Personal information
- Full name: Peter Wilson Simpson
- Date of birth: 21 September 1940 (age 84)
- Place of birth: Sunderland, England
- Position(s): Inside forward

Senior career*
- Years: Team / Apps / (Gls)
- 1957–1963: Burnley / 3 / (0)
- 1963–1964: Bury / 4 / (0)
- 1964: Boston Metros
- 1965–1966: Toronto Italia Falcons
- 1967: Toronto Falcons / 13 / (0)
- 1968: Sudbury Italia
- 1969–1970: Vancouver Spartans

= Peter Simpson (footballer, born 1940) =

English footballer

Peter Wilson Simpson (born 21 September 1940) is an English former professional footballer. He played as an inside forward.

== Career ==
He joined the Burnley first team in 1957 but did not play a game for the club until the 1961–62 season. His debut for the Clarets came in the 0–4 defeat to Sheffield Wednesday on 30 April 1962. He went on to make a total of three games in the league for Burnley before joining Bury in 1963. He only stayed with Bury for one season, making four league appearances for the club. After the conclusion of the English season he played abroad in the United States with Boston Metros in 1964.
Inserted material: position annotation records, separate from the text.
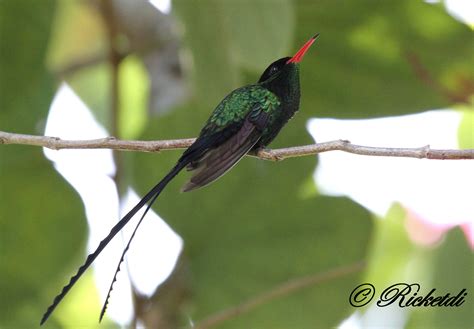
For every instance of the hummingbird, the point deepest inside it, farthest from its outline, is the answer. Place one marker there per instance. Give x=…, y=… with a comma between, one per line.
x=246, y=120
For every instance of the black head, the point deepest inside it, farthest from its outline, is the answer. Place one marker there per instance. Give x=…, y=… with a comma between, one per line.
x=274, y=68
x=280, y=65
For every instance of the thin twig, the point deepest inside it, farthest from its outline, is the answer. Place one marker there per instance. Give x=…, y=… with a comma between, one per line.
x=278, y=292
x=55, y=143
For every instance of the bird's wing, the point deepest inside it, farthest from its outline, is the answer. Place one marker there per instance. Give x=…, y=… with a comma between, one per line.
x=216, y=161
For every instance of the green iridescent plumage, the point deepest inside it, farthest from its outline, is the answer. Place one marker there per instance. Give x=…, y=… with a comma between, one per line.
x=248, y=118
x=237, y=105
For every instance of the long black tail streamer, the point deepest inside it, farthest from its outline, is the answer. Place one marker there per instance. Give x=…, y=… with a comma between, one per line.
x=151, y=195
x=104, y=307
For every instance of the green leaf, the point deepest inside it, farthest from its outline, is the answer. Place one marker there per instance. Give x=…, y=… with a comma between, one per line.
x=466, y=128
x=224, y=36
x=362, y=63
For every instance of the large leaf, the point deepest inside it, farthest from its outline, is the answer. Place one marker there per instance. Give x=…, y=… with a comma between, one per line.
x=226, y=35
x=39, y=235
x=369, y=55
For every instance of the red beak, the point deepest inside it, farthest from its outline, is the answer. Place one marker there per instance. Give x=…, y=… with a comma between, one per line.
x=299, y=55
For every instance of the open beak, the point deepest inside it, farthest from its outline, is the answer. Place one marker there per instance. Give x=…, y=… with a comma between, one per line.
x=299, y=55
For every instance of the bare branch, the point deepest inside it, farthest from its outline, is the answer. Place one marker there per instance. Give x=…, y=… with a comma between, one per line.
x=279, y=291
x=55, y=143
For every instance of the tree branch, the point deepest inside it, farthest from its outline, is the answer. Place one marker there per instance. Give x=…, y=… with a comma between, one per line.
x=278, y=291
x=55, y=143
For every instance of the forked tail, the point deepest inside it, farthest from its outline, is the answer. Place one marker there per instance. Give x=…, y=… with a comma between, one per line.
x=150, y=196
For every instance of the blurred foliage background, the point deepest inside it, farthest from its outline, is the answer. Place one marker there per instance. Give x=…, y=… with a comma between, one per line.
x=149, y=75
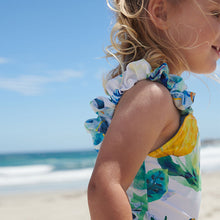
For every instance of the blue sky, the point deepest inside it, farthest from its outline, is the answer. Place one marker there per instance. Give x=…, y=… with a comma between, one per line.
x=51, y=67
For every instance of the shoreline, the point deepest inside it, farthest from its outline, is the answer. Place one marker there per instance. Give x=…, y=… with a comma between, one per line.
x=72, y=204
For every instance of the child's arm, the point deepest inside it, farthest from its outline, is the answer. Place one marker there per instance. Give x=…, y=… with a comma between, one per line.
x=143, y=121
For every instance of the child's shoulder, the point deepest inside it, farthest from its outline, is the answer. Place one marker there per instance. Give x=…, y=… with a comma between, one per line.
x=149, y=103
x=147, y=96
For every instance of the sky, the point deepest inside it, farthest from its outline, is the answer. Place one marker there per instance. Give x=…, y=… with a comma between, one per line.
x=51, y=67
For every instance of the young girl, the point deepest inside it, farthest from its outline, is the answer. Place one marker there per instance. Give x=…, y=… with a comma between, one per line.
x=148, y=163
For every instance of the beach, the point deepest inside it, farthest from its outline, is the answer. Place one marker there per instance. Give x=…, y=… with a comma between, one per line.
x=59, y=205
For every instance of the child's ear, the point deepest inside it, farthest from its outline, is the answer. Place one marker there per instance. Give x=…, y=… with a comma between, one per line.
x=158, y=13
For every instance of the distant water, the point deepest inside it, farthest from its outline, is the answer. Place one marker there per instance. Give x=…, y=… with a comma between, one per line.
x=45, y=171
x=30, y=172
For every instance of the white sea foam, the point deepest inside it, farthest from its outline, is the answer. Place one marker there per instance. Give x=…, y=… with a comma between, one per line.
x=25, y=170
x=45, y=174
x=28, y=178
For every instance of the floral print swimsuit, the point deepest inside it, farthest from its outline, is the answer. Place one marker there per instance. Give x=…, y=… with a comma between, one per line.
x=167, y=186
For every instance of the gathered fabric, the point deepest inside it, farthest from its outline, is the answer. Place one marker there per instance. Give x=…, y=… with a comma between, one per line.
x=168, y=184
x=104, y=106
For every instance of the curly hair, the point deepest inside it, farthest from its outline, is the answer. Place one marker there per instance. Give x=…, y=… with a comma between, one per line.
x=134, y=37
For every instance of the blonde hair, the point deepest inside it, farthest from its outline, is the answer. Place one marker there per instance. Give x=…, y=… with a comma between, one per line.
x=134, y=37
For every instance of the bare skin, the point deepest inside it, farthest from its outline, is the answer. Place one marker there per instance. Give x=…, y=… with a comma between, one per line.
x=145, y=119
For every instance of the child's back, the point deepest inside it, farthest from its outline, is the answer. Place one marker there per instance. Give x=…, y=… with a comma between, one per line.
x=148, y=163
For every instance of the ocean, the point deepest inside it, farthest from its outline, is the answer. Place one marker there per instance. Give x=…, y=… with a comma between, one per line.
x=48, y=171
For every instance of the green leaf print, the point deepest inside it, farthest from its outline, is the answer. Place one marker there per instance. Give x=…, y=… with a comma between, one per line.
x=139, y=181
x=157, y=184
x=187, y=174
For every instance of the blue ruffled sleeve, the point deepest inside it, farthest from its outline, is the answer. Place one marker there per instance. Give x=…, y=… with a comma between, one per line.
x=104, y=106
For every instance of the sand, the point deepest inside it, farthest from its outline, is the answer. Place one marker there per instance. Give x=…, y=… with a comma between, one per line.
x=67, y=205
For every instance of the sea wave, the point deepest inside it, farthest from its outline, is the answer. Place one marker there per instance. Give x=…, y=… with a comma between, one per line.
x=24, y=176
x=25, y=170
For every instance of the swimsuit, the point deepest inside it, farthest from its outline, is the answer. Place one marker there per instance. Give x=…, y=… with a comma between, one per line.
x=167, y=185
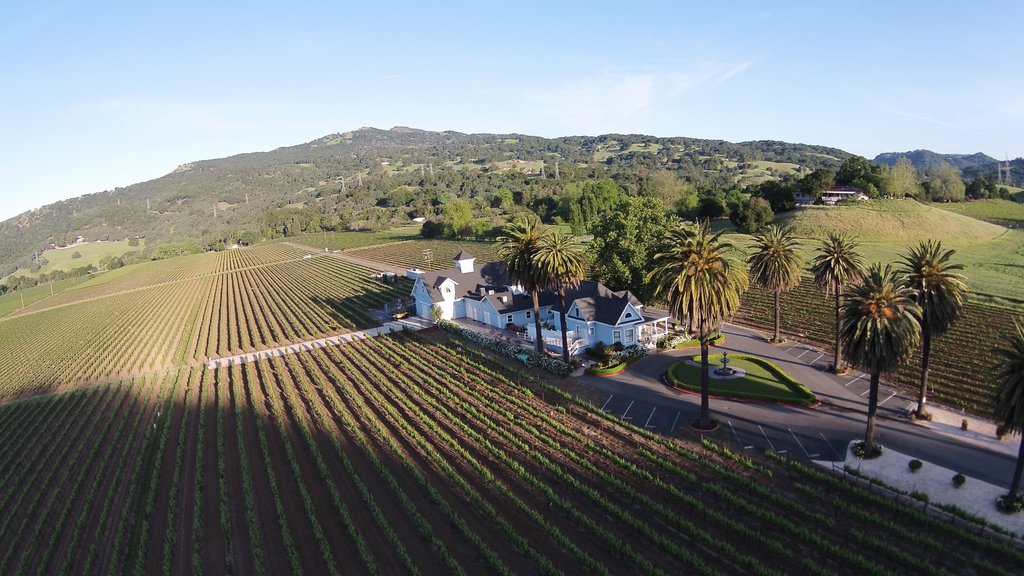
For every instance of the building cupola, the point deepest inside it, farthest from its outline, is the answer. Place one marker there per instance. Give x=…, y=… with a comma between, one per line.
x=464, y=261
In 1965, he played in the Eastern Canada Professional Soccer League with Toronto Italia Falcons. He re-signed with Toronto for the 1966 season. In 1967, he played in the National Professional Soccer League with Toronto Falcons. The following season he played in the National Soccer League with Sudbury Italia. In his debut season with Sudbury he assisted in securing the league championship. After the conclusion of the NSL season he signed with Vancouver Spartans of the Western Canada Soccer League. He returned to play with Vancouver for the 1970 season.

He then to USA where he played for New York, Boston, and Chicago. Back in Canada, he won the 1969 Challenge Trophy with Vancouver Columbus FC after a 10–0 win over Montréal Ukrainia at the Canadian national championship.